L’assureur se charge de la gestion administrative et comptable du contrat.
Il établit les documents tels que la police et les avenants, s’occupe du paiement des primes en cours de contrat, exerce l’action en recouvrement pour les primes impayées (mise en demeure, avenant de suspension et avenant de résiliation).
L’assureur suit également les modifications pouvant intervenir en cours de contrat ; il réduira le taux des primes en cas de disparition d’une cause d’aggravation du risque, contre partie du droit de majorer ces primes en cas d’aggravation du risque.
En cas de disparition du risque ou de la chose assurée en cours de contrat, l’assureur restitue à l’assuré la portion de prime afférente aux risques non courus.
« En cas de perte totale de la chose assurée résultant d’un événement non prévu par la police, l’assurance prend fin de plein droit et l’assureur doit restituer à l’assuré la portion de la prime payée d’avance et afférente au temps pour lequel le risque n’est plus couru. »
L’obligation essentielle de l’assureur est de réparer les dommages survenus aux biens assurés.
L’assureur ne répond que des sinistres qui entrent dans les garanties accordées et définies contractuellement sous réserve des obligations imposées par la loi.
C’est le cas en incendie par exemple, où l’assureur répond de tous les dommages causés : conflagration, embrasement ou simple combustion. Par contre, il ne répond pas, sauf convention contraire, de ceux occasionnés par la seule action de la chaleur ou par le contact direct et immédiat du feu ou d’une substance incandescente s’il n’y a eu ni incendie, ni commencement d’incendie susceptible de dégénérer en incendie véritable .
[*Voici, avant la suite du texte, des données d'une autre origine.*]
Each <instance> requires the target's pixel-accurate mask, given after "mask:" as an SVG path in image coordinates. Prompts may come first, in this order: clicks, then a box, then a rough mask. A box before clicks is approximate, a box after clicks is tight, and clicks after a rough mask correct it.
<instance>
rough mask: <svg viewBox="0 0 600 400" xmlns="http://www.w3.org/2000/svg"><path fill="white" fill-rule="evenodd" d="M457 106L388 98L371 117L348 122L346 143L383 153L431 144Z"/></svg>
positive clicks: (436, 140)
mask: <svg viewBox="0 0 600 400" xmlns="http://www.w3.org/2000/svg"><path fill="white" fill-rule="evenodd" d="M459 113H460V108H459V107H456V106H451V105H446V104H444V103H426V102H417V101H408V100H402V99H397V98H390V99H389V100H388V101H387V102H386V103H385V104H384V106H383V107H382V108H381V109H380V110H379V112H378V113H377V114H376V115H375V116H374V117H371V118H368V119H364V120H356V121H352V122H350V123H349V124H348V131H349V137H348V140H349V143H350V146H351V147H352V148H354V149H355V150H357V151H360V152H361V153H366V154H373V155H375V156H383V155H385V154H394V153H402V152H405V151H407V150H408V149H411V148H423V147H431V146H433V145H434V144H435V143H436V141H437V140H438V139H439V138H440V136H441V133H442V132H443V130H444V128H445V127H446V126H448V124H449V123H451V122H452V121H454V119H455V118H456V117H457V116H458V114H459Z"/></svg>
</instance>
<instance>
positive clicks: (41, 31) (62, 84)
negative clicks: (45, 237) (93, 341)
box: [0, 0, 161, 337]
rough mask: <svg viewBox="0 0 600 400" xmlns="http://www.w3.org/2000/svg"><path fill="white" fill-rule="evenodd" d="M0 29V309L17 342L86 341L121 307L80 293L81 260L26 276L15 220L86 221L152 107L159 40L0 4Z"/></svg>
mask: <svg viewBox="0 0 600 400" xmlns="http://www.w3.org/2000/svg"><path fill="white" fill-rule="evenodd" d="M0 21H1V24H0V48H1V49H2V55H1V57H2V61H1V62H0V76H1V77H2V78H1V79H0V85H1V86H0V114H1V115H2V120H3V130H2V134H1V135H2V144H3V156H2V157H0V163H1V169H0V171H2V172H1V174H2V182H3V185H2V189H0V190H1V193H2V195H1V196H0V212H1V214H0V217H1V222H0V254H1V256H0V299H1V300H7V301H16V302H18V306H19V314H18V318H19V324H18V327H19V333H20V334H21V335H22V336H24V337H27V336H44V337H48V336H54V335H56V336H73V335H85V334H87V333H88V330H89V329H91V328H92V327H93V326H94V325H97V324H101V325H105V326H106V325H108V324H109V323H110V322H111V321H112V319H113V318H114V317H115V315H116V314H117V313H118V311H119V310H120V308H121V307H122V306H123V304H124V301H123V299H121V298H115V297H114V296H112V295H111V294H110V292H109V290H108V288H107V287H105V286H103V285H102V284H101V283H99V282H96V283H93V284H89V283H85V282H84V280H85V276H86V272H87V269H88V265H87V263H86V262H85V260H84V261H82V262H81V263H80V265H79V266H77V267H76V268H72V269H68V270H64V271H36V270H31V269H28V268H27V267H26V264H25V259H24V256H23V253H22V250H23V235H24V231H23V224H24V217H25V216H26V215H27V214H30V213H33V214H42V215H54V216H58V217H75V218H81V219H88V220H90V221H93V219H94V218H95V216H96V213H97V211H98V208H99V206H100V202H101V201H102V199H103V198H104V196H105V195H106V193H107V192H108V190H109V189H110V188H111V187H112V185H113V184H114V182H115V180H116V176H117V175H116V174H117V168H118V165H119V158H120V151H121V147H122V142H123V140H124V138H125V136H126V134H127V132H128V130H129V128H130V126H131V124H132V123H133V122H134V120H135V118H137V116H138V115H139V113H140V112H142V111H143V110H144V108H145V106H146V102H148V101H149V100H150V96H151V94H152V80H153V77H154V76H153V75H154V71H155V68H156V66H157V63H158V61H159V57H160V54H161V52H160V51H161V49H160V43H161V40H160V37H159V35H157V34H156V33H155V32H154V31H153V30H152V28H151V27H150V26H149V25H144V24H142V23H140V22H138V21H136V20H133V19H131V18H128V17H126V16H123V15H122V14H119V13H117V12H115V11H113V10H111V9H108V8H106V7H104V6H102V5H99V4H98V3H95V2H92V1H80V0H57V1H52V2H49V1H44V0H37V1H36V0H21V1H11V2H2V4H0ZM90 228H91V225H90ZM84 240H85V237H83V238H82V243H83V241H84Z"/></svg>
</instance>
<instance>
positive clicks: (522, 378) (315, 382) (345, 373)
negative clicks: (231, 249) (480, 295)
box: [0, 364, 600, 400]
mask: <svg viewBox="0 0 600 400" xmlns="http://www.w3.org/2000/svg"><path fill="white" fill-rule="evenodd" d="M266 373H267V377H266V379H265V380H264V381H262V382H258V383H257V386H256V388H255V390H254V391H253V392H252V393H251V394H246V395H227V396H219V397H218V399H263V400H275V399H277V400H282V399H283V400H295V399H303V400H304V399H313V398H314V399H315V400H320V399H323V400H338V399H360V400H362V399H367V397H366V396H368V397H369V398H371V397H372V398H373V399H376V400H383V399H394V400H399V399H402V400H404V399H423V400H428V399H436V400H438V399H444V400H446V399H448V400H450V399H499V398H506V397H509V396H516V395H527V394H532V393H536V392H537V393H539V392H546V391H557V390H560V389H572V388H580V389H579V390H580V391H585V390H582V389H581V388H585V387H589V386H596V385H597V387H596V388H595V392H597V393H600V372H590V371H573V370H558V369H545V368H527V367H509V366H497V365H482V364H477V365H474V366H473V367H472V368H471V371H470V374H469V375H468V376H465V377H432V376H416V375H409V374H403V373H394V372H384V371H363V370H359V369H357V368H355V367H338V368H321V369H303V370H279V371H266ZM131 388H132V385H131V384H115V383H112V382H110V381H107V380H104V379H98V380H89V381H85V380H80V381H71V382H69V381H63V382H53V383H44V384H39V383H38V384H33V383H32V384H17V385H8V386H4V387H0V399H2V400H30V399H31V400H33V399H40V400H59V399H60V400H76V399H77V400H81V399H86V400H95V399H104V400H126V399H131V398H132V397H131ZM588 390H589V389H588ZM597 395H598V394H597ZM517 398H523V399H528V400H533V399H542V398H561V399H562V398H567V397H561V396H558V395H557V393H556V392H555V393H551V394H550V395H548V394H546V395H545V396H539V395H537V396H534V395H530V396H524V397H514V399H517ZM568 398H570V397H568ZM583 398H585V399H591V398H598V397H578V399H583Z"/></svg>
En matière de responsabilité civile, l’indemnité est subordonnée à la réclamation du tiers lésé ; ce qui est assuré, ce n’est pas le bien du contractant, mais la somme réclamée par le tiers lésé, par suite du préjudice qu’il a subi par la faute de l’assuré.
C’est donc la notion de préjudice qui intervient dans la responsabilité civile (préjudice matériel, moral, esthétique, d’agrément, pretium doloris).
« Dans les assurances de responsabilité, l’assureur n’est tenu que si, à la suite du fait dommageable prévu au contrat, une réclamation amiable ou judiciaire est faite par le tiers lésé, à l’assuré ou à l’assureur. »
Le principe fondamental en matière de paiement de sinistres, c’est le principe indemnitaire, l’assurance ne peut être une source de bénéfice pour l’assuré.
L’assureur ne peut payer que le montant des dommages dans la limite de la garantie
« L’assurance relative aux biens est un contrat d’indemnité ; l’indemnité due par l’assureur à l’assuré ne peut dépasser le montant de la valeur de la chose assurée au moment du sinistre. »
Que penser alors de l’assurance dite illimitée ? Elle est contraire au principe fondamental que nul ne peut prendre des engagements indéterminés ou indéfinis.